Two teachers in Chapel Hill, North Carolina have been reassigned to another school in the district. They haven’t lost their jobs. They haven’t had a reduction in pay.
They simply have been assigned another work location.
And finally, today, they have dropped a lawsuit brought against the Orange County Schools:
CHAPEL HILL — Two teachers say they will end their fight to stay at Chapel Hill High after a judge denied requests to delay their forced transfers to other schools.
Anne Thompson and Bert Wartski said it would not make sense to keep challenging Superintendent Thomas Forcella’s removing them from the school they’ve taught at a combined 45 years.
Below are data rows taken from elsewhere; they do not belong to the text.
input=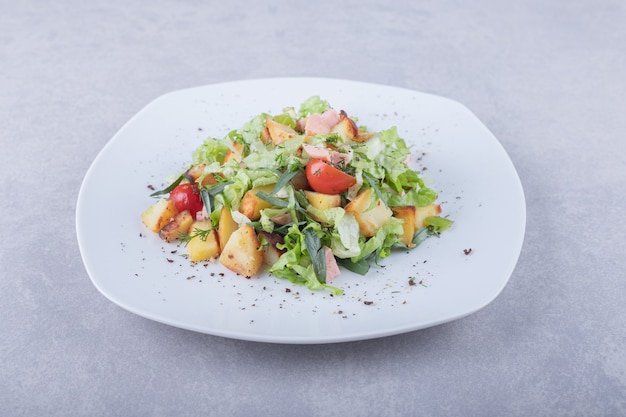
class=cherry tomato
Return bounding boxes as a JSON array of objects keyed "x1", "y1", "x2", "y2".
[
  {"x1": 170, "y1": 183, "x2": 203, "y2": 218},
  {"x1": 305, "y1": 158, "x2": 356, "y2": 194}
]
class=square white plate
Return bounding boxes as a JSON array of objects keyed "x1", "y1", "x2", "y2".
[{"x1": 76, "y1": 78, "x2": 525, "y2": 344}]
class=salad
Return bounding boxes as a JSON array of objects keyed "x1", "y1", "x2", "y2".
[{"x1": 141, "y1": 96, "x2": 452, "y2": 295}]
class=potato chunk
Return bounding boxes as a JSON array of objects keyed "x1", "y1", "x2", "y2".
[
  {"x1": 219, "y1": 225, "x2": 264, "y2": 277},
  {"x1": 186, "y1": 220, "x2": 220, "y2": 262},
  {"x1": 159, "y1": 210, "x2": 194, "y2": 243},
  {"x1": 392, "y1": 206, "x2": 417, "y2": 247},
  {"x1": 217, "y1": 206, "x2": 238, "y2": 251},
  {"x1": 223, "y1": 142, "x2": 244, "y2": 164},
  {"x1": 415, "y1": 204, "x2": 442, "y2": 229},
  {"x1": 266, "y1": 118, "x2": 298, "y2": 145},
  {"x1": 330, "y1": 110, "x2": 358, "y2": 141},
  {"x1": 141, "y1": 198, "x2": 178, "y2": 233},
  {"x1": 303, "y1": 190, "x2": 341, "y2": 223},
  {"x1": 238, "y1": 184, "x2": 275, "y2": 220},
  {"x1": 304, "y1": 190, "x2": 341, "y2": 210},
  {"x1": 345, "y1": 188, "x2": 392, "y2": 237},
  {"x1": 185, "y1": 164, "x2": 218, "y2": 186}
]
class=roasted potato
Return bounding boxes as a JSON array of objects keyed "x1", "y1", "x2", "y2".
[
  {"x1": 414, "y1": 204, "x2": 442, "y2": 229},
  {"x1": 304, "y1": 190, "x2": 340, "y2": 209},
  {"x1": 303, "y1": 190, "x2": 342, "y2": 223},
  {"x1": 238, "y1": 184, "x2": 275, "y2": 220},
  {"x1": 141, "y1": 198, "x2": 178, "y2": 233},
  {"x1": 186, "y1": 220, "x2": 220, "y2": 262},
  {"x1": 260, "y1": 126, "x2": 272, "y2": 144},
  {"x1": 331, "y1": 110, "x2": 358, "y2": 141},
  {"x1": 345, "y1": 188, "x2": 392, "y2": 237},
  {"x1": 219, "y1": 225, "x2": 264, "y2": 277},
  {"x1": 223, "y1": 142, "x2": 244, "y2": 164},
  {"x1": 159, "y1": 210, "x2": 194, "y2": 242},
  {"x1": 185, "y1": 164, "x2": 218, "y2": 186},
  {"x1": 266, "y1": 118, "x2": 298, "y2": 145},
  {"x1": 392, "y1": 206, "x2": 417, "y2": 247},
  {"x1": 217, "y1": 205, "x2": 239, "y2": 250}
]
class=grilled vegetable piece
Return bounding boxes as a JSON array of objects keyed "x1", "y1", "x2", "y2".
[
  {"x1": 355, "y1": 130, "x2": 376, "y2": 142},
  {"x1": 186, "y1": 220, "x2": 220, "y2": 262},
  {"x1": 141, "y1": 198, "x2": 178, "y2": 233},
  {"x1": 217, "y1": 206, "x2": 239, "y2": 250},
  {"x1": 266, "y1": 118, "x2": 299, "y2": 145},
  {"x1": 345, "y1": 188, "x2": 393, "y2": 237},
  {"x1": 238, "y1": 184, "x2": 275, "y2": 220},
  {"x1": 330, "y1": 110, "x2": 358, "y2": 141},
  {"x1": 159, "y1": 210, "x2": 194, "y2": 242},
  {"x1": 219, "y1": 225, "x2": 264, "y2": 277},
  {"x1": 223, "y1": 142, "x2": 244, "y2": 164},
  {"x1": 303, "y1": 190, "x2": 342, "y2": 223},
  {"x1": 304, "y1": 190, "x2": 342, "y2": 211},
  {"x1": 260, "y1": 127, "x2": 272, "y2": 144},
  {"x1": 185, "y1": 164, "x2": 218, "y2": 186},
  {"x1": 415, "y1": 203, "x2": 442, "y2": 229},
  {"x1": 392, "y1": 206, "x2": 417, "y2": 247}
]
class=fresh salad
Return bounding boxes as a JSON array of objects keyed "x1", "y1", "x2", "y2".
[{"x1": 141, "y1": 96, "x2": 452, "y2": 295}]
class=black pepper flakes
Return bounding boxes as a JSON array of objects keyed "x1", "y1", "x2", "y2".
[
  {"x1": 464, "y1": 248, "x2": 473, "y2": 255},
  {"x1": 364, "y1": 301, "x2": 374, "y2": 305}
]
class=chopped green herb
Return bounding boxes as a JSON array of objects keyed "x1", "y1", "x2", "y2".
[{"x1": 150, "y1": 174, "x2": 184, "y2": 197}]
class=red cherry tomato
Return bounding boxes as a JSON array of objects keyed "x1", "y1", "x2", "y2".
[
  {"x1": 305, "y1": 159, "x2": 356, "y2": 194},
  {"x1": 170, "y1": 183, "x2": 203, "y2": 218}
]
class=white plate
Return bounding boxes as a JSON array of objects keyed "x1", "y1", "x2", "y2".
[{"x1": 76, "y1": 78, "x2": 525, "y2": 344}]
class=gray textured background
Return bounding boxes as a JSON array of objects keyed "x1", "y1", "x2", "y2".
[{"x1": 1, "y1": 1, "x2": 625, "y2": 416}]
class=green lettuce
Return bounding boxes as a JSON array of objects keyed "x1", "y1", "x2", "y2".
[
  {"x1": 192, "y1": 137, "x2": 229, "y2": 165},
  {"x1": 269, "y1": 224, "x2": 343, "y2": 295},
  {"x1": 298, "y1": 96, "x2": 331, "y2": 118}
]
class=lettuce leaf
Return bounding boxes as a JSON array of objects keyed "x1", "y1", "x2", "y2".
[
  {"x1": 387, "y1": 186, "x2": 438, "y2": 207},
  {"x1": 192, "y1": 137, "x2": 229, "y2": 165},
  {"x1": 268, "y1": 224, "x2": 343, "y2": 295},
  {"x1": 298, "y1": 96, "x2": 331, "y2": 118}
]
If you believe that schools in America are in horrible shape, and some don’t, this is a leading reason why:
Soo countered that some coworkers saw Thompson, who taught at Chapel Hill High for 26 years, and Wartski, who taught there for 19 years, as the “old guard” standing in the way of change.
Organizations require flexibility in order to meet new challenges. Systems need to be developed and implemented so that new technologies, techniques and innovations can be leveraged.
Employees entrenched with a fixation on “how things have always worked” often lead to delays in such innovations. New ideas require adaptable personalities.
Now, to be very sure, this doesn’t imply that a simple embrace of new things is more desirable than years of experience. 26 and 19 years in place is an extraordinary amount of very valuable experience. However, the need to adapt can often be more of a driving need than expertise in an obsolete method.